Days before Nov. election, three Dem aides departed
As tensions continue to flare between Republicans and Democrats on the House Rules panel, knowledgeable House aides are questioning the circumstances surrounding the departure of three top Rules Committee staffers in December, just days before Democrats were set to gain the majority and Rep. Louise Slaughter (N.Y.) would become the chairwoman.
The aides also question the timing of the hiring of Dan Turton, a former Timmons & Co. lobbyist who is the new staff director of the panel, and whether it occurred before or after the previous staff director, John Daniels, left.
All three Democratic staffers moved on to other jobs on Capitol Hill. Daniels became a staff assistant for the Appropriations panel; Askia Suruma, who served as the minority deputy staff director of Rules, became the deputy chief of staff of the Ways and Means panel; and John Williams, a senior member of the professional staff, went on to become counsel of the Committee on Oversight and Government Reform.
Asked about his departure, Daniels said only that he’s happy about where he landed.
“I feel like I moved up in the world,” he said, declining all further comment.

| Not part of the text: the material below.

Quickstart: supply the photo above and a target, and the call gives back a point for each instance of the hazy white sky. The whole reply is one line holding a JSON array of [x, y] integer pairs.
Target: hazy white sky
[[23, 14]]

A spokesman for the Ways and Means panel lauded Suruma’s skills but declined to comment about his departure from the House Rules panel, and a spokeswoman for the Committee on Oversight and Government Reform declined to comment.
Rules Committee spokesman John Santore said all three staffers simply got better offers and the committee was sad to see them go. He called Daniels a “tremendous” staffer who was in “high demand” after the Democratic takeover.
“We wish he would have stayed,” Santore said. “He got a terrific offer and we wish him well.”
Santore declined to comment when asked if Turton was hired without Daniels’s knowledge and before he began entertaining other offers.
“Anything else would have to come from him and I would defer to him,” Santore said.
Turton’s hiring surprised those on and off Capitol Hill, considering Slaughter’s vocal disdain for the lobbying profession and the money lobbyists infuse into the political process.
“Watching Washington be taken over by these little sleaze merchants is not only expensive and repulsive — it is destroying America, destroying any sense we ever had that we’re a nation, not 298 million individuals cheating to get ahead,” she said last year on the floor.
Turton is not an average Democratic lobbyist. His wide-ranging client portfolio includes many clients normally politically aligned with Republicans.
According to lobbying registrations, during his tenure at Timmons & Co., Turton represented some 41 clients, many of which are large corporate entities such as the American Council of Life Insurers, Anheuser-Busch, Boeing, Chevron, the National Association of Manufacturers, the National Rifle Association, and Unocal Corp. In the last three election cycles, Turton also doled out some $100,000 in personal campaign contributions to Democratic candidates and PACs.
In late September, Turton sent out an e-mail encouraging his Democratic brethren on K Street to write checks to Democrats because time was running out to prove Democratic fealty before the election.
“For any Democrats downtown that have not gotten on the books with the [Democratic Congressional Campaign Committee,] this is the last event to do so before Democrats regain the Majority,” the e-mail read.
Slaughter says she sees no problem in hiring Turton, who spent 13 years working for former Minority Leader Dick Gephardt (D-Mo.) before moving to K Street.
“I like to say I saved him from lobbying,” she said in a brief interview.